2.  (a) L_1 = { s in {a,b}* : s contains the substring bb }

         -  FSA:  Only need to remember last symbol read, more precisely,
                whether or not last symbol read was 'b'.  Construction:
                Put down initial state (with meaning "last symbol not b"),
                then add transitions one by one, creating new states as
                needed.  Repeat for each new state.  Then, figure out which
                states should be accepting.

                Transition diagram in ASCII, using parentheses around
                accepting states, and with self-loops not drawn (labels
                simply written next to state).

                        a   b        b   a,b
                    -> q_e ---> q_b --->(q_bb)
                         |\_a__/

                Transition table (to be sure there is no confusion with my
                ASCII art above) -- initial is q_e, accepting are {q_bb}:

                    ___|_ q_e __ q_b __ q_bb _
                     a |  q_e    q_e    q_bb
                     b |  q_b    q_bb   q_bb

                Meaning of each state: for all w (- {a,b}*, \delta*(q_e,w)
                 = q_e iff w doesn't contain 'bb' and doesn't end with 'b';
                 = q_b iff w doesn't contain 'bb' and ends with 'b';
                 = q_bb iff w contains 'bb'.
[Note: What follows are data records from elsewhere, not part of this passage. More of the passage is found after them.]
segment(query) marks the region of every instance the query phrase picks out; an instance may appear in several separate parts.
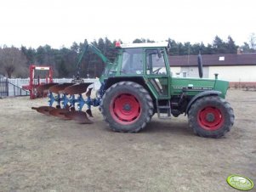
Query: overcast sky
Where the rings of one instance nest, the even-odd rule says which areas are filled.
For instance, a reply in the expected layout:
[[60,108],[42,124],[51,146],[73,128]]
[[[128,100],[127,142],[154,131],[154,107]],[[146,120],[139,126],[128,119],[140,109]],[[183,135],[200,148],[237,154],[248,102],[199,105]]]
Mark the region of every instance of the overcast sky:
[[256,33],[255,0],[0,0],[0,46],[60,48],[100,37],[238,45]]

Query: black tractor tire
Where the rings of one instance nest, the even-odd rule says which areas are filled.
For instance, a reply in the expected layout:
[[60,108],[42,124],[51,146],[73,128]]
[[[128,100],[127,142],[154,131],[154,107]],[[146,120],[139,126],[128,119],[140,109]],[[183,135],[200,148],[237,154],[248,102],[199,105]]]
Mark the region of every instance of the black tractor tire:
[[218,96],[198,99],[189,113],[189,127],[198,136],[220,138],[230,130],[235,116],[230,104]]
[[101,113],[115,132],[137,133],[153,115],[153,102],[147,90],[134,82],[113,84],[105,93]]

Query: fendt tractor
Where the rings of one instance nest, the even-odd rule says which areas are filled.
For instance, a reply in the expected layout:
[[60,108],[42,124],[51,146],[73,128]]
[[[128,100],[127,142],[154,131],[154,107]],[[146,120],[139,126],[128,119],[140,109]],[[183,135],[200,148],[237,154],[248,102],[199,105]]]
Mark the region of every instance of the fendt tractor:
[[[219,80],[218,76],[215,79],[202,78],[200,52],[200,78],[181,78],[172,75],[168,42],[117,42],[116,48],[118,54],[114,62],[93,45],[84,48],[83,54],[93,51],[105,64],[100,78],[101,87],[94,99],[91,98],[91,83],[83,82],[77,71],[77,81],[39,86],[38,92],[48,93],[49,105],[32,109],[80,123],[92,123],[87,114],[93,116],[91,107],[99,106],[109,127],[122,133],[139,132],[155,114],[159,118],[184,114],[188,116],[189,127],[201,137],[219,138],[230,130],[235,116],[230,104],[225,100],[229,82]],[[57,104],[53,107],[54,102]],[[88,107],[85,112],[84,104]]]

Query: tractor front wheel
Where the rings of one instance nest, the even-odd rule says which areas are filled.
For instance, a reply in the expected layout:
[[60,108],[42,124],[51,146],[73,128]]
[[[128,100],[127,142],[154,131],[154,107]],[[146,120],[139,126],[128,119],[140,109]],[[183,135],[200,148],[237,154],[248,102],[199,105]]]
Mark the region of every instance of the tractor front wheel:
[[197,99],[189,110],[189,126],[194,133],[205,138],[220,138],[234,124],[230,104],[218,96]]
[[151,121],[153,103],[149,93],[141,85],[120,82],[105,93],[101,113],[113,131],[137,133]]

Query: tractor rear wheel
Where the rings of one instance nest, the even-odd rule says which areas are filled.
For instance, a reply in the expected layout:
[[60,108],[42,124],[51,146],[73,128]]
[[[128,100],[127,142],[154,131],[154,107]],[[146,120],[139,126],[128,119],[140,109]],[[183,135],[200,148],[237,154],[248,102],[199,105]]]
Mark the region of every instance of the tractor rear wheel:
[[230,104],[218,96],[197,99],[189,110],[189,127],[205,138],[220,138],[234,124],[234,112]]
[[143,129],[153,115],[152,99],[141,85],[120,82],[110,87],[101,102],[101,113],[111,129],[137,133]]

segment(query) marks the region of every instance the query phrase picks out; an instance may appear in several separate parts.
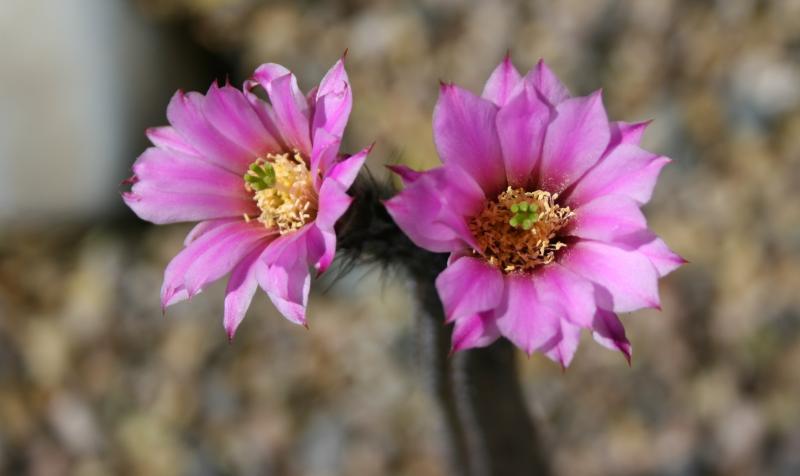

         -  RE:  Easy: (a+b)*bb(a+b)*.

    (b) L_2 = { s in {a,b}* : s does not contain the substring bb }

         -  FSA:  Easy: same as above, except swap accepting/rejecting
                status of each state!

         -  RE:  RE's can only describe patterns that strings *have*, not
                patterns that strings do not have.  Must figure out how to
                turn negative into positive, i.e., figure out how to phrase
                "no substring bb" into what the string *can* contain.
                If 'bb' cannot appear, each 'b' in the string must be
                followed by 'a' (or be the last symbol in the string):
                    (a + ba)* (b + \epsilon)
                     == ((b+\epsilon)a)* (b+\epsilon)
                Equivalently, each 'b' in the string must be preceded by
                'a' (or be the first symbol in the string:
                    (b + \epsilon) (a + ab)*
                     == (b+\epsilon) (a(b+\epsilon))*